Development for a five-story apartment complex is in the works in the West Colfax neighborhood, at least on paper. The property located at 1465-1497 Knox Court, owned by GAO Homes Partners, is currently occupied by 10 rental rowhomes.

The proposed development will continue to be income-restrictive, with 67 units for families making up to 50% of the area median income; the units are a mix of one- to three-bedroom residences, with most being two- to three-bedroom units. A structured onsite parking garage is also planned with potential office space for Girls Inc. on the first floor.

The project, Menola Homes, will cost nearly $35.6 million. The site was recently rezoned to keep it consistent with the rest of the Colfax Main Street district, where five stories is the maximum height for the building.

A new income-restricted apartment complex is slated for 1465-1497 Knox Court in West Colfax. Photo by Eric Heinz

Denver-based developer The Burgwyn Company is seeking a low-income housing tax credit (LIHTC) allocation of just over $1 million from the Colorado Housing Finance Authority (CHFA) to provide funding for the project, as well utilizing HUD funds. Once credits are awarded the development team will start the plan application to the city.

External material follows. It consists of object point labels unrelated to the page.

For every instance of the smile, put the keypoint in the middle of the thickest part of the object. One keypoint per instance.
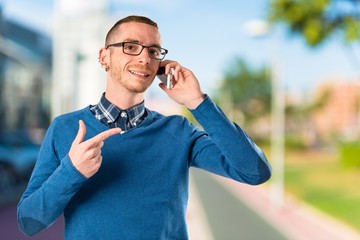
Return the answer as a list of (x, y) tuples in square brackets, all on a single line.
[(139, 74)]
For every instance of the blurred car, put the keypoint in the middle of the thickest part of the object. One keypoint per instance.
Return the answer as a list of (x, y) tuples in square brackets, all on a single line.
[(18, 154)]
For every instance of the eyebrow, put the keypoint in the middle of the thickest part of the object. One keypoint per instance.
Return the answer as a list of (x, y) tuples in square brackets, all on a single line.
[(137, 41)]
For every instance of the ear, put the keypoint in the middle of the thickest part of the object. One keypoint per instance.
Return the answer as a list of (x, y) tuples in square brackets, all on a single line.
[(104, 58)]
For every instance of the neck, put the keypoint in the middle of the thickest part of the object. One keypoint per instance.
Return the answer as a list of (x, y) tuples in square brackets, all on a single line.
[(123, 99)]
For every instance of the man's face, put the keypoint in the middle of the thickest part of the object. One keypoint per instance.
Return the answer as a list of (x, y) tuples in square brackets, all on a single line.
[(134, 73)]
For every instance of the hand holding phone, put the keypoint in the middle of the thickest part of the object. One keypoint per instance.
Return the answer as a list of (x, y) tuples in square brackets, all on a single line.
[(166, 79)]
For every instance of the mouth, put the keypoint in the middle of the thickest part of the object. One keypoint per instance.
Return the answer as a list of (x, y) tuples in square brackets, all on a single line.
[(140, 74)]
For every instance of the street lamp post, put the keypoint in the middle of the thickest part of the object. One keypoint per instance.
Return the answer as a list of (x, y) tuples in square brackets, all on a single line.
[(260, 28)]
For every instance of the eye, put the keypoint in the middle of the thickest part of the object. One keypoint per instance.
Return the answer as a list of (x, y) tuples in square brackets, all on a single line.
[(154, 52), (131, 47)]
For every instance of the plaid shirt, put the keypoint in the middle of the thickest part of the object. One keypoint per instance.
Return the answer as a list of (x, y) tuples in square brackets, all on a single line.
[(110, 115)]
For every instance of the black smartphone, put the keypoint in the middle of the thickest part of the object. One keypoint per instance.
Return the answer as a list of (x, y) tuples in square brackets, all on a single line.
[(166, 79)]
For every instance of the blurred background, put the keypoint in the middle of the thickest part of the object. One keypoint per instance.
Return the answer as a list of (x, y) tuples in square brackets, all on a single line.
[(288, 72)]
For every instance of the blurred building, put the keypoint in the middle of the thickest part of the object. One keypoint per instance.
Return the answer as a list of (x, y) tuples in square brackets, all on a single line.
[(339, 115), (25, 71), (79, 32)]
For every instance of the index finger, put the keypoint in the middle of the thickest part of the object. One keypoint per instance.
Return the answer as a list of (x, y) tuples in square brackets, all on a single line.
[(104, 135)]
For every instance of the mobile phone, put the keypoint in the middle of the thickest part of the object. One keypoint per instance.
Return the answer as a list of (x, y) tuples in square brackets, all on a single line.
[(166, 79)]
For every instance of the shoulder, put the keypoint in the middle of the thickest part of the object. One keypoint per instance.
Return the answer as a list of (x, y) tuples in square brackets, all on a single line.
[(69, 121)]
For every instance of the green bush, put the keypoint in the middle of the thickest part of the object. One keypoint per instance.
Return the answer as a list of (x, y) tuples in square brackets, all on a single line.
[(350, 154)]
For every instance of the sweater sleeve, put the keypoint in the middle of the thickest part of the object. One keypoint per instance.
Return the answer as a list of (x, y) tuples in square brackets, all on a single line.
[(225, 149), (53, 183)]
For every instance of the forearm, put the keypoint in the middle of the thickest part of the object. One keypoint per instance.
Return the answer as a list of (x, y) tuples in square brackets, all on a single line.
[(45, 199), (239, 151)]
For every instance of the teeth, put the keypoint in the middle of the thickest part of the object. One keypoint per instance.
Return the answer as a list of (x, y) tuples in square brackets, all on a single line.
[(140, 74)]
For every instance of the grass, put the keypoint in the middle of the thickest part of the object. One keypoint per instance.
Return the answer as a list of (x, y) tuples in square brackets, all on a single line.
[(319, 179)]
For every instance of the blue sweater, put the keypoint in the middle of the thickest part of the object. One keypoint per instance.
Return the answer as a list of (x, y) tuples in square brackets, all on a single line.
[(141, 188)]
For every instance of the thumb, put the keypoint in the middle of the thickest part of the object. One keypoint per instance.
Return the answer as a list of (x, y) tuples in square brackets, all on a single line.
[(81, 133)]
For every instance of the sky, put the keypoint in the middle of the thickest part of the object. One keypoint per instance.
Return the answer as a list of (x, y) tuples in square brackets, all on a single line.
[(206, 36)]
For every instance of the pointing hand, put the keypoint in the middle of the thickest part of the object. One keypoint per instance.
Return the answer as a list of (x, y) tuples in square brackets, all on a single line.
[(86, 156)]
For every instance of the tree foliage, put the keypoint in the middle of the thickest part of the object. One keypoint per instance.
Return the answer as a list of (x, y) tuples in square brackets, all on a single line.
[(248, 89), (317, 20)]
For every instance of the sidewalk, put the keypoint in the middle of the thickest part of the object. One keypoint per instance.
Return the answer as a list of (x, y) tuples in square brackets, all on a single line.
[(295, 219)]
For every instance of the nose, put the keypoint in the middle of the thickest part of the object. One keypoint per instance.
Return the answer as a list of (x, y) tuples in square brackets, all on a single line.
[(144, 56)]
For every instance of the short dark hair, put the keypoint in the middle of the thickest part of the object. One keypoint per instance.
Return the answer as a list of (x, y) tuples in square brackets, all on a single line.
[(132, 18)]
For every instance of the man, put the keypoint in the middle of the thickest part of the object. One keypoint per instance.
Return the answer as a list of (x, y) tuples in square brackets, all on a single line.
[(133, 185)]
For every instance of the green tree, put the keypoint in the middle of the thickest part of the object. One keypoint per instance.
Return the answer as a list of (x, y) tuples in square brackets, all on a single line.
[(317, 20), (247, 90)]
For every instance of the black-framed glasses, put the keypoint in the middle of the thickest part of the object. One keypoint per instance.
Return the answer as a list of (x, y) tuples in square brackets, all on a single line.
[(135, 49)]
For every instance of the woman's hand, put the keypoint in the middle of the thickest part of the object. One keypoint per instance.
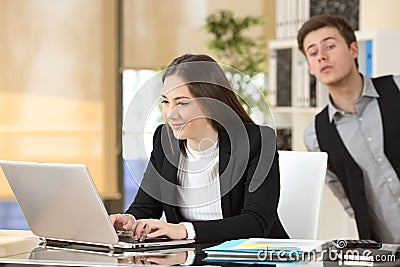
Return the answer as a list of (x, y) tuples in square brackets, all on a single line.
[(149, 228), (122, 222)]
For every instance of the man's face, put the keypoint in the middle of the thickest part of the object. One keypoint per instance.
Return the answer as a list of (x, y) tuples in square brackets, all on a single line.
[(329, 57)]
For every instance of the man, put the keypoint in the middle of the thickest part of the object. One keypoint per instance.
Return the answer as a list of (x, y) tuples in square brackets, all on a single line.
[(359, 128)]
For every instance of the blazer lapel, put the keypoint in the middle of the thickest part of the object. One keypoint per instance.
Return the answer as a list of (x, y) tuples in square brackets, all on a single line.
[(226, 162), (169, 170)]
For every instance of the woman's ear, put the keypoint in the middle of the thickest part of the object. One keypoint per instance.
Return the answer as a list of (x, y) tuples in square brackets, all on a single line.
[(354, 49)]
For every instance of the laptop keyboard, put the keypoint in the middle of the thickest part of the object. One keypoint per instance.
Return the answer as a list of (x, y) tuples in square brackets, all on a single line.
[(127, 237)]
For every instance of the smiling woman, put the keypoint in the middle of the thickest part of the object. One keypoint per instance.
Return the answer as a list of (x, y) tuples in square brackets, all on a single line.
[(212, 169)]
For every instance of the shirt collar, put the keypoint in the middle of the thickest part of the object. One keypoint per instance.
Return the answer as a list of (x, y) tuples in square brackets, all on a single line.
[(368, 91)]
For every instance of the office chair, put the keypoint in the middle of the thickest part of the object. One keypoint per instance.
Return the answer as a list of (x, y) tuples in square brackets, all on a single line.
[(302, 185)]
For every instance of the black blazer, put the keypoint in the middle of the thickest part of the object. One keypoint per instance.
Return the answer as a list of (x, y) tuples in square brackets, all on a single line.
[(249, 182)]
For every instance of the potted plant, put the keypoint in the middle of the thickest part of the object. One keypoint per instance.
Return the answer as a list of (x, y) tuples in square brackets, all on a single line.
[(233, 46)]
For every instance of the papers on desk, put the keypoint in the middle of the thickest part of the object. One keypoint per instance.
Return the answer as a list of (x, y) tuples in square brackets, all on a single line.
[(262, 250)]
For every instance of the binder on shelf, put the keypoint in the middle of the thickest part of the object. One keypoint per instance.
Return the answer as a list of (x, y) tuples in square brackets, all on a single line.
[(284, 77)]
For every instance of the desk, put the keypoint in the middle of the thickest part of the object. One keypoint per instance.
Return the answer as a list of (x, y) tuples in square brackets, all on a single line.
[(25, 251)]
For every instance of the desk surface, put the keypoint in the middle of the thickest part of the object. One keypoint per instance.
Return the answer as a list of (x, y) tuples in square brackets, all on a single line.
[(21, 248)]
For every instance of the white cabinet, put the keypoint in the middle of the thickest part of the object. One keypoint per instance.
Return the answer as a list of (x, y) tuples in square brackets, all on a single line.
[(295, 97)]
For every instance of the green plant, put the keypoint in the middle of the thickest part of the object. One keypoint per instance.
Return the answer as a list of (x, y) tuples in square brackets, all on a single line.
[(232, 46), (244, 53)]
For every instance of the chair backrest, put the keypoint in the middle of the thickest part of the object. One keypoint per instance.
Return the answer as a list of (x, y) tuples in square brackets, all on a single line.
[(302, 185)]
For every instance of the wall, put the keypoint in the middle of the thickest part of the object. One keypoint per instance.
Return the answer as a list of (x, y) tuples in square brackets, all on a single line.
[(156, 31), (379, 15), (58, 86)]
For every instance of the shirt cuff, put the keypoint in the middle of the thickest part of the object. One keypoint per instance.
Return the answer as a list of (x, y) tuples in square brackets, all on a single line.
[(133, 217), (189, 229), (190, 258)]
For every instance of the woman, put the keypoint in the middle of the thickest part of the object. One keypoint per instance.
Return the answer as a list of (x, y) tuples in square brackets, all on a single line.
[(213, 171)]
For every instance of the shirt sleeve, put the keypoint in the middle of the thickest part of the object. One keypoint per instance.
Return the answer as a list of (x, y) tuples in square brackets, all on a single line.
[(311, 143)]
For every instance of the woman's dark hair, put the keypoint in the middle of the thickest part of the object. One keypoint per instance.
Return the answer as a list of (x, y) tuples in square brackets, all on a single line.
[(206, 79), (326, 20)]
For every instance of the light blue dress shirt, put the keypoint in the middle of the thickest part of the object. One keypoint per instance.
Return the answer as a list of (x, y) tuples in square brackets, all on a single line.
[(362, 134)]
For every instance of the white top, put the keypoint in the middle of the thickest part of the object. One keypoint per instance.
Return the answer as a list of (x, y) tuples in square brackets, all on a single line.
[(198, 176)]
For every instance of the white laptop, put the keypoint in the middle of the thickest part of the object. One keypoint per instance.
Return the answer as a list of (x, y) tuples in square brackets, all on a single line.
[(61, 204)]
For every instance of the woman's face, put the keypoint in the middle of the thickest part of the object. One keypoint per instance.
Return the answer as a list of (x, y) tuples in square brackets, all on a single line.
[(182, 112)]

LIHTC provides developers with a tax incentive to construct low-income households or affordable rental housing by offering a 10-year tax credit for projects. The project is dependent upon the LIHTC award when the application process starts soon.

LIHTCs are typically awarded in early November, with a development plan starting next January, according to Alisha Hammett, a planner with Shopworks Architecture, which is designing the building. Residents who do become displaced during construction will have the opportunity to relocate to other properties owned by the developer or anywhere that accepts a housing voucher. They will have first right of return into the new building once completed, should they choose and qualify.

Hammett said they anticipate the entitlement process to take six to nine months and construction to take 18 to 24 months.

“Best case scenario the building will open (near the middle of the year in 2026),” Hammett said. “This development proposal wasn’t based on a market study,” she added. “The city of Denver is in a housing crisis and has been for some time. This location is well-served by transit (both bus and light rail), has a public park, library, elementary school, after-school programs and grocery all within walking distance of the site, ensuring affordable living not just affordable housing.”

Hammett said that the qualities of the location makes it a competitive site to win the LIHTC award according to the Colorado Housing Finance Authority’s (CHFA) qualified allocation plan. In recent years, Denver’s effort of channeling growth in certain areas has been adopted through Blueprint Denver, a plan to reimagine the city’s growth for the next few decades.

The Menola Homes project is focusing on the plan in West Colfax that has seen an increase in population growth in recent years by staying consistent with Blueprint Denver and the West Colfax Plan. The property is deed restricted by HUD through December 2027, making it necessary to deliver an income-restricted development, Hammett said. Should a LIHTC be awarded, the site will continue to be deed restricted for a minimum of 40 years with the new building.